[Editorial] What Makes You Smile: How Parker Finn Took An Award-Winning Short to Full-Length Nightmare
What makes you smile? asks the sinister trailer for Parker Finn’s full-length adaptation of his award-winning short film Laura Hasn’t Slept (2020).
And it’s the ‘you’, the personal element of horror that Finn used to explore all the story premise had to offer. “I began in a place of character,” Finn said, speaking recently to Ghouls Magazine. “I wasn’t interested in repeating myself. I wanted to challenge myself with a new story.” And Smile, a film about a seemingly virulent mental terror that manifests in a deranged smile before victims take their own lives, is all about what makes us smile--that is, what, to us, is an unending nightmare?
“I always look inwards at the things that frighten me first,” Finn says of writing horror and specifically blowing out the scope of his short film to a full-length feature.
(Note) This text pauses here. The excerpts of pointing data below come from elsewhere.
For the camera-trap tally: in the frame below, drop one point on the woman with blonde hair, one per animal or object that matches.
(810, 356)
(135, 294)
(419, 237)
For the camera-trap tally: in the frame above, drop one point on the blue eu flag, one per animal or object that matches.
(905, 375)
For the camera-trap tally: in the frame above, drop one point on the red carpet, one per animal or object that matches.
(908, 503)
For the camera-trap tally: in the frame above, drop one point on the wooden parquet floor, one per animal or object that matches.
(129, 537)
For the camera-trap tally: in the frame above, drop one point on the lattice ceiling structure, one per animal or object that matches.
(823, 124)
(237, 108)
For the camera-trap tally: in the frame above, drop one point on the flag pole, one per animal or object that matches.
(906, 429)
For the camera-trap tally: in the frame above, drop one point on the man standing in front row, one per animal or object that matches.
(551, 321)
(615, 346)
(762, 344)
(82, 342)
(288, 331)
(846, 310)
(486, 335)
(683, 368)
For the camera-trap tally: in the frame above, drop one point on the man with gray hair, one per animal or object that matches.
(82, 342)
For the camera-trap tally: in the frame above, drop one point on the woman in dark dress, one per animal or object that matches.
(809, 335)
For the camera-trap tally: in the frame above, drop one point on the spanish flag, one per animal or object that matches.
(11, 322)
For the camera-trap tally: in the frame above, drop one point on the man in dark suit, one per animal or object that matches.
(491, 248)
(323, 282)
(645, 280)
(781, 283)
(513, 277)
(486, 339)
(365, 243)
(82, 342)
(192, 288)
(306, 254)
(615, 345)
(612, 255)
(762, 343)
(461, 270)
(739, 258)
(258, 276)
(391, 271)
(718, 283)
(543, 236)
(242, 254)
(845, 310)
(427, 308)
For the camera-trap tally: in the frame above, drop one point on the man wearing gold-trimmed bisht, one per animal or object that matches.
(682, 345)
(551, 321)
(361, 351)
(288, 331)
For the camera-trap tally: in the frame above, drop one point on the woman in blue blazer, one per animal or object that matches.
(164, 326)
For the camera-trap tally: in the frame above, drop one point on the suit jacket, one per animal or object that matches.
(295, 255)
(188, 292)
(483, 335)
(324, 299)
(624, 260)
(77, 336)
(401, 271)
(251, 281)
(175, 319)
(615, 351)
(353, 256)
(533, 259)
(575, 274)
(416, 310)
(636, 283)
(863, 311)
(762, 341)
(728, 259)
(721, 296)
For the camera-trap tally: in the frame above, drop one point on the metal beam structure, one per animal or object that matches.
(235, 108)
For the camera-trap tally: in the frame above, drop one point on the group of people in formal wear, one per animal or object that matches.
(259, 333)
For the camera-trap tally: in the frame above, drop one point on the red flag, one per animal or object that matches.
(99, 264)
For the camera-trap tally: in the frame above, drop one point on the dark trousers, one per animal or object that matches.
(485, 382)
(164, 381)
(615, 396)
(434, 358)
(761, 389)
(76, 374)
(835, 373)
Inspiration included Stanley Kubrick’s adaptation of The Shining (1980), the effective way Kubrick utilized head games to trick the audience into going mad alongside Jack. Another was Todd Haynes’ Safe (1995) which placed the audience in Juliane Moore’s increasingly terrifying perspective. “I was interested in exploring the horror in the things we carry around inside us every day. I wanted to meditate on what it felt like to have your mind turn against you. I wanted to couple it with the fear of not being believed by those who are closest to you.” It’s a feeling many of us can relate to, and perhaps one borne, consciously or not, out of the isolation, paranoia, and competing streams of information of the past several years.
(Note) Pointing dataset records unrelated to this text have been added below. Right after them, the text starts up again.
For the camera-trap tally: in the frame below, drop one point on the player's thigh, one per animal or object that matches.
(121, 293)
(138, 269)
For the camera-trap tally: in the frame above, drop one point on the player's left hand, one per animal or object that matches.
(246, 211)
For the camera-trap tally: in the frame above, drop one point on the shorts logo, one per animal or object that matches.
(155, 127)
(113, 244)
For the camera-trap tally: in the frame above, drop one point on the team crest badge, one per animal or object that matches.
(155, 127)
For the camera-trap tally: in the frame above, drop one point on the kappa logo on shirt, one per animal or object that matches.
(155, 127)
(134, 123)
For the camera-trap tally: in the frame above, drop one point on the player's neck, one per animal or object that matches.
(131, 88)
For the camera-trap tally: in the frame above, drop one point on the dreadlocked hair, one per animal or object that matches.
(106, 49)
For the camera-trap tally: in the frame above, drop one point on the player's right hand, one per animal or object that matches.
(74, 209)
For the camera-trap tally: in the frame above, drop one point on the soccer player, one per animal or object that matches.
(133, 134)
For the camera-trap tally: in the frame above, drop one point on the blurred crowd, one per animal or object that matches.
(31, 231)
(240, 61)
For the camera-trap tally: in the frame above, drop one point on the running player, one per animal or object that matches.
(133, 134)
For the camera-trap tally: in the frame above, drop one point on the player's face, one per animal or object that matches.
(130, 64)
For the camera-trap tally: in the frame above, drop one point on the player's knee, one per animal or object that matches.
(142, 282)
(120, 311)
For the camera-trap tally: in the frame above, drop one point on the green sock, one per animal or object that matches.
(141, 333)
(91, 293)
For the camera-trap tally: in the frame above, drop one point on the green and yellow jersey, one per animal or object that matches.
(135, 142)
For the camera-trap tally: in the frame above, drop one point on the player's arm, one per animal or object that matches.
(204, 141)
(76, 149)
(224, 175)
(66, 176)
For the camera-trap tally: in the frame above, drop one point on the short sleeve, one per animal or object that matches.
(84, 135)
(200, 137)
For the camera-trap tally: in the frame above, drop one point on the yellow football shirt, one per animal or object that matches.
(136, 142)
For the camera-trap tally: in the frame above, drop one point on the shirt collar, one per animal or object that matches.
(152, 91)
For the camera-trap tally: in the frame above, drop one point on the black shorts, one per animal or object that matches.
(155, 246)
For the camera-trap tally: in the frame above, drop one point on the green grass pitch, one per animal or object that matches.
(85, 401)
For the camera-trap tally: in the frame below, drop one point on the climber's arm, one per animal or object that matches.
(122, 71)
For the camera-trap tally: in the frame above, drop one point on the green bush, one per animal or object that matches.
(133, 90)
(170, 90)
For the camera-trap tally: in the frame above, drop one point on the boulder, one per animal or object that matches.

But it wasn’t just psychosis and isolation films that inspired Finn. Japanese horror films like Ringu (1998) and Cure (1997) both played a role in combining detective elements with horror and a contagious evil that is passed on from one victim to the next. Finn describes the effectiveness of these films in the randomness of the affliction, like stepping in gum you can’t scrape off: “Being one person on this planet of billions of people and being the one person who happens to step in this supreme force of evil is so frightening.” The terror of bumping into the wrong person on the street, taking the wrong shortcut home, simply being in the wrong place at the wrong time. It’s a lasting source of terror for good reason Finn says, “We have a fear of the unknown, the other, these things that can come in and take over our lives.”
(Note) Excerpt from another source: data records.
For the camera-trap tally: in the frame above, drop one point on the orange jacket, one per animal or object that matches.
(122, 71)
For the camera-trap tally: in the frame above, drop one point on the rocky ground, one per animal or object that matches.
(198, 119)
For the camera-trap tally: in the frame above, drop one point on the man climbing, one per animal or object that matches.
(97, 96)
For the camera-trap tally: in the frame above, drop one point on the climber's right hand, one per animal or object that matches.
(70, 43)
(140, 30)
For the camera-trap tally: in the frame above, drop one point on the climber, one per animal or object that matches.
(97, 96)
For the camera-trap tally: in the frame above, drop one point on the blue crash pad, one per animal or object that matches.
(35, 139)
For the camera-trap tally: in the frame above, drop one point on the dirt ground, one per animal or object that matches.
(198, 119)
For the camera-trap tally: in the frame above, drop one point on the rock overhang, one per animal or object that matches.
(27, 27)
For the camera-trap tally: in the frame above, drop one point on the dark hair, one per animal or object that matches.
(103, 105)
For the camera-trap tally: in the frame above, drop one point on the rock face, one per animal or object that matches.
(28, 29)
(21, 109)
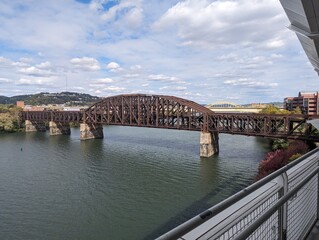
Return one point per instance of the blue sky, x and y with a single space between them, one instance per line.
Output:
204 50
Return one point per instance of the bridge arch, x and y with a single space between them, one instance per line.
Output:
224 105
144 110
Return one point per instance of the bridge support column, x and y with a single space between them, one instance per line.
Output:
90 131
59 128
34 126
208 144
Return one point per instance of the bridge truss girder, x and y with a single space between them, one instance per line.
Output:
148 111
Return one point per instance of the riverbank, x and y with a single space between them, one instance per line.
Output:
284 152
9 119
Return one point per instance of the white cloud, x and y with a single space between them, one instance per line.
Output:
114 67
276 43
86 63
211 24
104 80
172 89
44 65
163 78
34 81
34 71
250 83
5 80
113 89
101 82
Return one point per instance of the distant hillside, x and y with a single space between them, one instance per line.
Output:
67 98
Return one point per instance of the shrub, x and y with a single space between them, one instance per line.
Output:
280 157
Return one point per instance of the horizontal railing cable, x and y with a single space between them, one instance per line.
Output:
213 211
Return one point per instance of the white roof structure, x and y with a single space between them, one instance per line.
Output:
304 18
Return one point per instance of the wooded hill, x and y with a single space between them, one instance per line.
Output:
44 98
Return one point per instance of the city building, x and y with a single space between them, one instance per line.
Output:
20 104
306 101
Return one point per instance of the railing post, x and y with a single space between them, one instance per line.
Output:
317 190
282 212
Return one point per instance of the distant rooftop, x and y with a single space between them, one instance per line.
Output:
304 18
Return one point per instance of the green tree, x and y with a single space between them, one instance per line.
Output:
270 109
297 110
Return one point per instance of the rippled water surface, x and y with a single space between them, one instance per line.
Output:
136 183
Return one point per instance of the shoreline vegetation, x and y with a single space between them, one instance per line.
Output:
283 151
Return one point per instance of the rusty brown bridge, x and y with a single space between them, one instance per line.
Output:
158 111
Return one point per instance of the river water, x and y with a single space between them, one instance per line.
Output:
136 183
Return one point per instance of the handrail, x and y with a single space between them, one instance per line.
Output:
213 211
244 234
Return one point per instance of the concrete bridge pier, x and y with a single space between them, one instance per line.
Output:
91 131
209 144
34 126
59 128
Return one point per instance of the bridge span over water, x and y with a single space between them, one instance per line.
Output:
159 111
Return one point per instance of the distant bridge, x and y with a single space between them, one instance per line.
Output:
158 111
233 107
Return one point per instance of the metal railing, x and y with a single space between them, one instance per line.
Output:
283 205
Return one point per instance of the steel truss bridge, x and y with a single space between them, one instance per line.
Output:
158 111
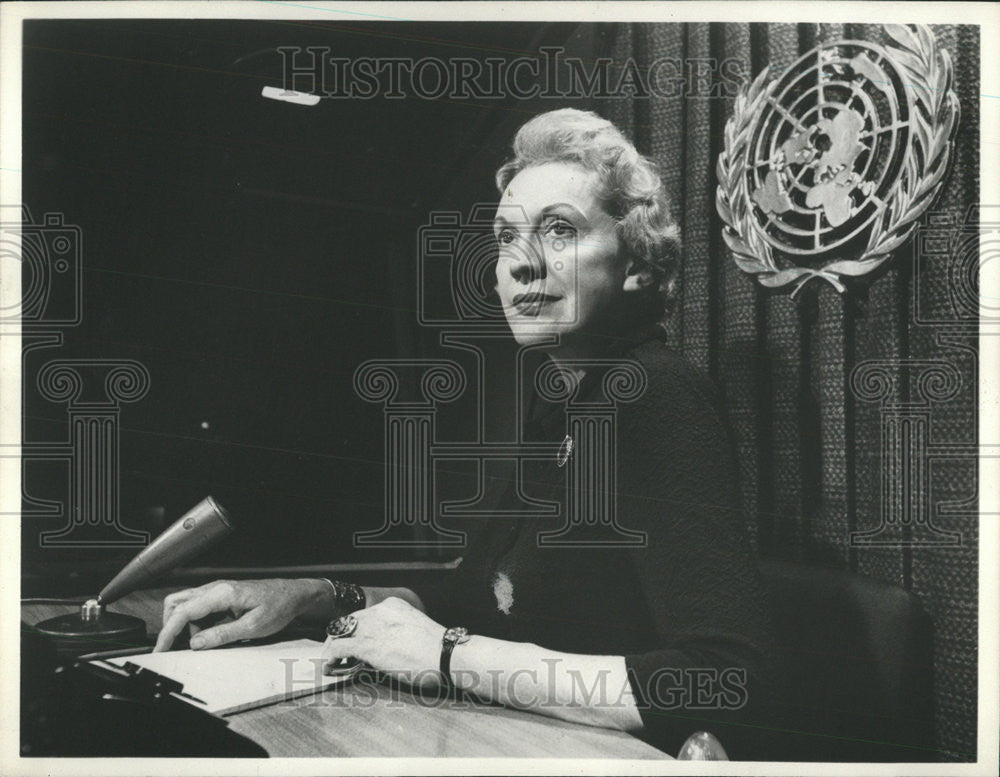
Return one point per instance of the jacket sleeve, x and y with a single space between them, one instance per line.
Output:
678 482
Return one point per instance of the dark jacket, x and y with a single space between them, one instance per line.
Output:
684 607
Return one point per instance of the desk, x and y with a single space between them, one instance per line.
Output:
383 722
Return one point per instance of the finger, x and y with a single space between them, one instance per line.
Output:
335 653
213 599
172 601
244 628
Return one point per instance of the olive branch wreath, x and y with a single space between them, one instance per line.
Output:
934 119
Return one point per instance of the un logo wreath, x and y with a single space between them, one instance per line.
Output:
835 161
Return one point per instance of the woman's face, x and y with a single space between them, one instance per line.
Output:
561 266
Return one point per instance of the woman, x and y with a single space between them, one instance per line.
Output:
658 628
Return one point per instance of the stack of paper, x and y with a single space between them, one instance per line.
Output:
234 679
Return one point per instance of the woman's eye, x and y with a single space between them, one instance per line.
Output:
560 228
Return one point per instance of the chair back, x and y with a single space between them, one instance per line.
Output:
855 657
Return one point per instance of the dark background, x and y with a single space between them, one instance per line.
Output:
251 253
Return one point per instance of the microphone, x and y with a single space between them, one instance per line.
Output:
93 628
200 527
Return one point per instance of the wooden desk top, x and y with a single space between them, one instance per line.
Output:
379 721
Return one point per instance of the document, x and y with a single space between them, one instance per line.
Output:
230 680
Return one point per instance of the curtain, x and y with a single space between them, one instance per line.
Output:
811 449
It’s clear Finn’s ambitions for this film stretch far beyond the confines of a short film and successful as it was (it was awarded the Special Jury Recognition Prize in SXSW’s Midnight Short category), there’s so much more to the prospect of a nightmare you find yourself unable to wake up from, and one no one else seems to believe you’re having. Those who were lucky enough to catch Laura Hasn’t Slept on its festival circuit are in for just as much surprise and just as many scares as the rest of us. Find out what makes you smile on September 30.